Thankfully, it wasn’t necessary to replace the entire roof, and the damaged sections were repaired and patched up with handmade clay peg tiles to match the original ones. Part of the front wall of the house also had to come down so that it could be rebuilt properly using the same bricks as before. Any damaged roof timbers had to be repaired with the same type of wood, and the walls had to have an authentic Georgian plaster finish.
Fortunately for Helen, her sister’s husband Oliver Kelly owns a sash window company specialising in restoration, so she enlisted his help with repairing the windows, plus he was happy to give advice. ‘Oliver was instrumental in renovating and rescuing the rectory, guiding me throughout the whole process,’ says Helen. ‘He restored or made every single window in this house.’
The new orangery at the rear of the house was designed by Helen and her architect to be in keeping with the property. ‘I always felt that a house such as this should have had an orangery, and when we submitted plans for approval they were approved without any problems,’ says Helen. ‘It was all built from scratch by the builders and Oliver, who made all the windows and doors for it. It has become a real party room for when family and friends visit, and it’s now my favourite room in the house.’
The building work took several months to complete, but, with the house structurally sound and weatherproof, Helen could begin to think about the design of the interior spaces, which she has gradually developed over a number of years. ‘For the interior, I worked with what I thought suited my home best,’ she says. ‘For me, this house is all about letting the outside in, with lots of natural light and unobstructed views of the garden from the windows.

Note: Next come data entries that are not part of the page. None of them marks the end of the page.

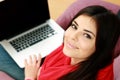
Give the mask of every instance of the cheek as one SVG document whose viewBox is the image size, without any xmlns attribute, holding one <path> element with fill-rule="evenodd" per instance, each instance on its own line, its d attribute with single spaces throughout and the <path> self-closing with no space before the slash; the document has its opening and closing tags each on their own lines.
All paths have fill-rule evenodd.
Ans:
<svg viewBox="0 0 120 80">
<path fill-rule="evenodd" d="M 95 52 L 95 43 L 94 42 L 86 42 L 86 41 L 82 41 L 79 42 L 79 52 L 81 54 L 83 54 L 84 56 L 88 57 L 90 56 L 92 53 Z"/>
</svg>

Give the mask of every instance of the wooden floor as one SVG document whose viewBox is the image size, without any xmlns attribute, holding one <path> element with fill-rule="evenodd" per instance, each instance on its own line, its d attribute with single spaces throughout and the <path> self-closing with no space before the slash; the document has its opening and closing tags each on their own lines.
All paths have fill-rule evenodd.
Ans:
<svg viewBox="0 0 120 80">
<path fill-rule="evenodd" d="M 56 20 L 65 9 L 76 0 L 48 0 L 50 16 Z M 120 5 L 120 0 L 104 0 L 110 3 Z"/>
</svg>

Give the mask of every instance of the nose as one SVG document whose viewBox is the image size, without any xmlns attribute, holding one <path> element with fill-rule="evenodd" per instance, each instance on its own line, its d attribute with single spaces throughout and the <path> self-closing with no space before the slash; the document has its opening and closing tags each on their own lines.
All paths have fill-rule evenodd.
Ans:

It was also important to me to keep an authentic Georgian feel, but while also making it suitable for 21st-century living.’ This is evident by the clever way that Helen has integrated modern items into the space.
The floral and bird wallpapers are her inexpensive homage to the period styles she’d seen in a showroom at the Chelsea Harbour Design Centre in London. Helen found the designs she eventually used for a fraction of the price after some research with her friend, interior designer Margaret Whitworth. In the green living room, modern technology, such as the large TV, is hidden away in a tall, classically inspired cabinet that was made specially for this purpose.
This combination of traditional style with modern convenience continues in the kitchen, which Helen had made bespoke by a local designer. ‘The new kitchen has given me all the storage space that I required, without the need to compromise on necessities such as a dishwasher and a large integrated fridge,’ she explains. ‘Even the large Aga is, in fact, a traditional range cooker with a more conventional oven fitted alongside it. It means I can use both at Christmas or for big family events, when I need lots of oven space, but then I can turn off the Aga in the summer in order to keep down the running costs.’
To enhance the feeling of light and space throughout the house, Helen has opted for a natural colour palette of yellow, blue, green and cream. Patterned wallpaper adds a striking focal point to many of the spaces, while window dressings include simple pale-coloured silk blinds and curtains, so as not to detract from the views.
The fully restored rectory is stunning, sitting in three acres of beautiful gardens. ‘Paul and I always have friends over, and this is the perfect place for entertaining,’ says Helen. ‘The whole process of the renovation project was far harder than I imagined, but I’m so happy with what I’ve achieved as this character-filled building is once more a wonderful family home.’